Le Département vient de publier une page consacrée aux « mémoires d’eau » du territoire. Elle rappelle un fait simple, mais assez puissant : la Seine-Saint-Denis a été traversée par une dizaine de cours d’eau naturels. Aujourd’hui, seuls quelques morceaux restent visibles, comme le ru du Sausset au nord du département ou la Vieille-Mer à Dugny et Saint-Denis.

Le reste se lit surtout dans les archives, les plans, les noms de rues, les réseaux et parfois les problèmes très concrets des villes basses. Croult, Morée, Molette, Moleret, Montfort, Chesnay, Rouillon, Arra : ces noms racontent une ancienne géographie de moulins, de cultures, de petits vallons, puis d’ateliers et d’industries. La ville ne les a pas effacés. Elle les a recouverts.
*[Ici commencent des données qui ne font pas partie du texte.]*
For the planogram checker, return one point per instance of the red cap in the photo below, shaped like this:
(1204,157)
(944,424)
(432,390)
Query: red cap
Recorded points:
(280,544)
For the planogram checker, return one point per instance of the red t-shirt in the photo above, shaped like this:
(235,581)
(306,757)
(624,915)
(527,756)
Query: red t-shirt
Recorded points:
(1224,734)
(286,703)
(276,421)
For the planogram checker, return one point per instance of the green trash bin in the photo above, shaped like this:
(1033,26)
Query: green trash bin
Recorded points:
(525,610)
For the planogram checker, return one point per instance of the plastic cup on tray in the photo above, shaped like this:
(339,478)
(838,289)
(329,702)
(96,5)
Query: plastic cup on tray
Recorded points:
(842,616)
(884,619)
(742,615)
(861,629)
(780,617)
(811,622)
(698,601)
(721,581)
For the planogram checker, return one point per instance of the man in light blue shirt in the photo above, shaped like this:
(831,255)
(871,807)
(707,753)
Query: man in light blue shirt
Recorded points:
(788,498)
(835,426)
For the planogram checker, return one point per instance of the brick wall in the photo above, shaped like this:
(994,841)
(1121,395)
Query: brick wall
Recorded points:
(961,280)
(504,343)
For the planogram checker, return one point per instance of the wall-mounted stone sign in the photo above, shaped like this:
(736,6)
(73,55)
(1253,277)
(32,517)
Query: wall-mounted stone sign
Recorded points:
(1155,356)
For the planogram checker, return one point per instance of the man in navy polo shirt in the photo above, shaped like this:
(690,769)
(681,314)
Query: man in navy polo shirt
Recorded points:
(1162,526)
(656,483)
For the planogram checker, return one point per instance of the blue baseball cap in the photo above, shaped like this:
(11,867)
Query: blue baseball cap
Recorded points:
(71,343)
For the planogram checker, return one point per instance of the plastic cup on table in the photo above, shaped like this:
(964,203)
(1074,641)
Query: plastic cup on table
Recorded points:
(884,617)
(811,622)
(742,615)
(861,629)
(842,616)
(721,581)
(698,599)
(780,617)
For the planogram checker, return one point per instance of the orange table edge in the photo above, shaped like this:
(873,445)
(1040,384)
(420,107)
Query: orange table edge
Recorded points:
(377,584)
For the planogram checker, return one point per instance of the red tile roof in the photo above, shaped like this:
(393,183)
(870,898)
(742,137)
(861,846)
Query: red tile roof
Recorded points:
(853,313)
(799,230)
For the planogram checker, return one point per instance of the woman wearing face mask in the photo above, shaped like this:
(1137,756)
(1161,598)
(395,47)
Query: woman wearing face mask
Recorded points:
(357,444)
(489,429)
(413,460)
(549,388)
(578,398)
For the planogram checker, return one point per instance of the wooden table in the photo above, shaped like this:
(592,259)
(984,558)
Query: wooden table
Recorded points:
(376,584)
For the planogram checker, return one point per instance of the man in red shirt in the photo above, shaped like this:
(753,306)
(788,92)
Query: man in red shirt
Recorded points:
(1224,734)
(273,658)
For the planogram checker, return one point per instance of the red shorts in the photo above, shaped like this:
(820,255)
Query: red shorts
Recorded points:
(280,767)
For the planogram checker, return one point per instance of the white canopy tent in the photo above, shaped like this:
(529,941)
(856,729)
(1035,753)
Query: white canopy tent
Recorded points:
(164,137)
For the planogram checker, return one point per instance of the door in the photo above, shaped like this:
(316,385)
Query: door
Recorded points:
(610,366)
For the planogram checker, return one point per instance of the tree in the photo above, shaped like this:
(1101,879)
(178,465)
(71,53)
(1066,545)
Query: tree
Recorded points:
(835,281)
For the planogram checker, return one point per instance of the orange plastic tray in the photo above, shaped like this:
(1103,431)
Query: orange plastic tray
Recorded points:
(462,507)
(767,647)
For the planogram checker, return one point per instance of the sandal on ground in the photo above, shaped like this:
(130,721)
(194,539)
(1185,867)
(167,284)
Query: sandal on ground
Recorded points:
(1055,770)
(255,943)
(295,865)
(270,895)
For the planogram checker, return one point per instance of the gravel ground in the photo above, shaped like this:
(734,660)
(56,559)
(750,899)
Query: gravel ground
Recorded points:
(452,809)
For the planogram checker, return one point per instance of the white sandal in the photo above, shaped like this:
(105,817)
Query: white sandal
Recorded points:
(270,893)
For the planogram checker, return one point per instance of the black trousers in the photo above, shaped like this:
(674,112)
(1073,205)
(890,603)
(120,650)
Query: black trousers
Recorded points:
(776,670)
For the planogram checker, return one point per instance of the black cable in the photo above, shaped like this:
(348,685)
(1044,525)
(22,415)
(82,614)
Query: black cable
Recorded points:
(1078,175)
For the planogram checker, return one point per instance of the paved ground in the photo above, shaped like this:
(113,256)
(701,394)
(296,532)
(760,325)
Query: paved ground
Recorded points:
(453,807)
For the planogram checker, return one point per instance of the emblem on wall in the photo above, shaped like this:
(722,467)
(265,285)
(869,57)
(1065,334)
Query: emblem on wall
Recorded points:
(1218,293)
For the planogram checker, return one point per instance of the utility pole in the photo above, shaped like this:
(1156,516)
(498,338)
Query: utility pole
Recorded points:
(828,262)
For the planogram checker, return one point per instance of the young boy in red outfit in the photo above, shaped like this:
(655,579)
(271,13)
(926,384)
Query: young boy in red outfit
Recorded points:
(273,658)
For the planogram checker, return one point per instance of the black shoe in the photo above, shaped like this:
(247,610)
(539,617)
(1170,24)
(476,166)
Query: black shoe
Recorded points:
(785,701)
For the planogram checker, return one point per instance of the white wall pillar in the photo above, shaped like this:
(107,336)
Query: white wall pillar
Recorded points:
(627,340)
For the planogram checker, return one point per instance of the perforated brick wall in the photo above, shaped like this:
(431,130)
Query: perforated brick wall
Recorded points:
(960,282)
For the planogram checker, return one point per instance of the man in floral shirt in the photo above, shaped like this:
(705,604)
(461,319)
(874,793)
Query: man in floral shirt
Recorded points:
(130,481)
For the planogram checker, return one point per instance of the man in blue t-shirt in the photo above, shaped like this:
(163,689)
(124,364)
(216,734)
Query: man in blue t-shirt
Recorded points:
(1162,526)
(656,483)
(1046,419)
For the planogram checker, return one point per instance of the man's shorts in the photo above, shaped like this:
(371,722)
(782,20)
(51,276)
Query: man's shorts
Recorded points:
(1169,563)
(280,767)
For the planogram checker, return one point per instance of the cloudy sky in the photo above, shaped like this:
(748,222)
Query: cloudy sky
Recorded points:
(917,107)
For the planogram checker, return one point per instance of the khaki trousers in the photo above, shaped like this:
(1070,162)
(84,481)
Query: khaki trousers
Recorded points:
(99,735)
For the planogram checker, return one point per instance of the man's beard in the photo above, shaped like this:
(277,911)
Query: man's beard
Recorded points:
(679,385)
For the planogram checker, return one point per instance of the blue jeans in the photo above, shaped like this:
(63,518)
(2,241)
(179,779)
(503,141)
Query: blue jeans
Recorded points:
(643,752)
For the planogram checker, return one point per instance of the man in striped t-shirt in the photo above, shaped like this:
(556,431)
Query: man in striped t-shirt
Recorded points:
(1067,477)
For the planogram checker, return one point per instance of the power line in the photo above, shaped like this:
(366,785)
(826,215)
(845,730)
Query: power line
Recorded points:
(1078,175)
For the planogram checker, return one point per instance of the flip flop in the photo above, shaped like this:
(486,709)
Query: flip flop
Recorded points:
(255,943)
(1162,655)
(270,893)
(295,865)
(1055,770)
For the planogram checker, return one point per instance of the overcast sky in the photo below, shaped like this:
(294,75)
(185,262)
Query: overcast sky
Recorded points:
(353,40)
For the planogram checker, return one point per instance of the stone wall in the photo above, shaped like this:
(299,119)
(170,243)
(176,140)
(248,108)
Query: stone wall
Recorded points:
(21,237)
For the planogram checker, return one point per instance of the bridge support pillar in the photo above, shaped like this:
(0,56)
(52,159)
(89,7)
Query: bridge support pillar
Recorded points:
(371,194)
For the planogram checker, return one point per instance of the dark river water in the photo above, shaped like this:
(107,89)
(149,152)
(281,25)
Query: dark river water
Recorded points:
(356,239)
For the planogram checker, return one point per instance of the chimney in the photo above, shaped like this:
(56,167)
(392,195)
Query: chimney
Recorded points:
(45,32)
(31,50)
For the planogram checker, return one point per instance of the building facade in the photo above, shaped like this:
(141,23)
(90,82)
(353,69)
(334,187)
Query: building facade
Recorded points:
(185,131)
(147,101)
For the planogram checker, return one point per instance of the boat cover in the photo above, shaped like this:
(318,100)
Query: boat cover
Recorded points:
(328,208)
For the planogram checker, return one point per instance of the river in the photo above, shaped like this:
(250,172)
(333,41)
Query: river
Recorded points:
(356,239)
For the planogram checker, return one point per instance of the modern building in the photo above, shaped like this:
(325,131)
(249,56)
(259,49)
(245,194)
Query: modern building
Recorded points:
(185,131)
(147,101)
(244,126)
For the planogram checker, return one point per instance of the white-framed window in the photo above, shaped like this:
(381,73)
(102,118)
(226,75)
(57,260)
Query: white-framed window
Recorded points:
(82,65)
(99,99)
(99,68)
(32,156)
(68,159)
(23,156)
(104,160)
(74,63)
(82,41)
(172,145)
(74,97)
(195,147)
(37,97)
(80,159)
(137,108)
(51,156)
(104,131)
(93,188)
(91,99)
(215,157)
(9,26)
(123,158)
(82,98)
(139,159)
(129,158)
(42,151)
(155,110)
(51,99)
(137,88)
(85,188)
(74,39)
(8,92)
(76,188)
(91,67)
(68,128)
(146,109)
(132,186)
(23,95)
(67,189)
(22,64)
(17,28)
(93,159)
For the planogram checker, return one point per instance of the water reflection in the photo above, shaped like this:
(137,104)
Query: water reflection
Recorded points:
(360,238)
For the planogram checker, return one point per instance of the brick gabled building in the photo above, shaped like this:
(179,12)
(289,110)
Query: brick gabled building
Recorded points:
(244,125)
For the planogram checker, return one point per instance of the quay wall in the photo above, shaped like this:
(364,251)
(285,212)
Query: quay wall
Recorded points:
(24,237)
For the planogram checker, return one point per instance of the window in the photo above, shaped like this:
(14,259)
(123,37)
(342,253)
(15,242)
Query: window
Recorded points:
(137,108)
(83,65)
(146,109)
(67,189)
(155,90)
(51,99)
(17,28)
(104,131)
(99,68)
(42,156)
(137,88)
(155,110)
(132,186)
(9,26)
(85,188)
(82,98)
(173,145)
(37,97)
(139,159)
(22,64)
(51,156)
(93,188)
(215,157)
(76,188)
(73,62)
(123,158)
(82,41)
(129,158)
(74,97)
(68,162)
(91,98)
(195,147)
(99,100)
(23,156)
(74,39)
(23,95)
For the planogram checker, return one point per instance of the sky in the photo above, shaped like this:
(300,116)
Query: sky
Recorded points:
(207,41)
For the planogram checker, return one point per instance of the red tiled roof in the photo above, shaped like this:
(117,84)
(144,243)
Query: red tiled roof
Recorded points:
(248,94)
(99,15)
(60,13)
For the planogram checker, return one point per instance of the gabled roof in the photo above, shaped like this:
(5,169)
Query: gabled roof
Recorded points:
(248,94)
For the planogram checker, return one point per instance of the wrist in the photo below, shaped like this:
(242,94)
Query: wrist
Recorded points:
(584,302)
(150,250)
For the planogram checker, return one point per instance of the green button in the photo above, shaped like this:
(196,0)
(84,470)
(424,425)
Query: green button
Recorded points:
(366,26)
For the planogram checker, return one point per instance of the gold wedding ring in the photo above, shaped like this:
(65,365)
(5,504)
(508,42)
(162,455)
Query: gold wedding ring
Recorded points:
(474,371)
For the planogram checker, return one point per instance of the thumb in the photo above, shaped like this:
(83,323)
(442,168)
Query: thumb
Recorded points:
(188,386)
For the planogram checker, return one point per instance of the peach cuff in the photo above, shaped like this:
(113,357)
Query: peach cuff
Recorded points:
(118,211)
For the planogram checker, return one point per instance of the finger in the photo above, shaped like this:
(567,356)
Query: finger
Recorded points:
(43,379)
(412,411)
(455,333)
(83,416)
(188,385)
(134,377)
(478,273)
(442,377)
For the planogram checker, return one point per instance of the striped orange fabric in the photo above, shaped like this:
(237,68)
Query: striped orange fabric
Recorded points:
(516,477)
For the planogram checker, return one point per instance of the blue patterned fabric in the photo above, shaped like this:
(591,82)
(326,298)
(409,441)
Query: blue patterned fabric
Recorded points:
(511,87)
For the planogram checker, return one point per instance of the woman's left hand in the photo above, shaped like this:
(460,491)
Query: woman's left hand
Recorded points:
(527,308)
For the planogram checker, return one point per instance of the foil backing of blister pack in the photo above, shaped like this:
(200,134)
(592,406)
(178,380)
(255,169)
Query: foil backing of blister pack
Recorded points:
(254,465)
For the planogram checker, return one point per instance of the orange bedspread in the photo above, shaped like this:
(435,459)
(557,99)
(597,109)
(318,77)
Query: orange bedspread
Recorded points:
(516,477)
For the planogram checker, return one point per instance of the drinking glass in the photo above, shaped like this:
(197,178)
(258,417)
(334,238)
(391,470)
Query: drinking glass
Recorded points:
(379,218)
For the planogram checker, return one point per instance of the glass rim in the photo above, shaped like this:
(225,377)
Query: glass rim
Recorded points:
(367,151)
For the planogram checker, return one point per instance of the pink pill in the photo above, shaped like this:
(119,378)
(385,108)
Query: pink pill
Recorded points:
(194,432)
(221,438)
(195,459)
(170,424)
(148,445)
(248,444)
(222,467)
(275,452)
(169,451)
La Vieille-Mer est le meilleur exemple de ce retour possible. L’Atelier parisien d’urbanisme a travaillé sur sa redécouverte entre le parc Georges-Valbon et la confluence de la Seine et du canal Saint-Denis : environ 6,5 km de tracé, dont 3 km dans le parc et 3,5 km vers Saint-Denis. L’enjeu dépasse la promenade. C’est une façon de relier paysage, gestion des eaux de pluie, continuités écologiques et usages publics.

Mais il faut regarder le mot « redécouverte » avec précision. L’avis environnemental sur le projet de la Vieille-Mer rappelle que l’écoulement prévu à ciel ouvert dans le parc Georges-Valbon resterait parallèle à la Vieille-Mer canalisée, conservée en sous-sol. Il serait aménagé sur un lit étanche, sans connexion avec la nappe, les lacs ou les zones humides. Autrement dit : on peut rendre l’eau visible et améliorer un lieu, sans ressusciter d’un coup une rivière naturelle.

Cette nuance rend le sujet plus utile. Dans un département dense, l’eau oubliée revient rarement sous forme de jolie carte ancienne. Elle revient par la pluie, les sols imperméables, les bassins, les caves, les parcs qui rafraîchissent un peu, les quartiers où l’on cherche de l’ombre et des cheminements. C’est l’autre versant d’un même chantier local : après la végétalisation, déjà abordée dans notre article sur l’ombre en Seine-Saint-Denis, la question est de savoir où l’eau peut reprendre une place crédible.

Pas partout, pas n’importe comment, et pas avec une nostalgie de carte postale. Mais assez pour changer la lecture du territoire. Un nom de quartier, un parc, un ancien ru, un canal, un collecteur enterré : la Seine-Saint-Denis garde une carte d’eau sous la carte des rues. Inutile de la rêver en campagne. Il suffit déjà d’arrêter de marcher dessus sans la voir.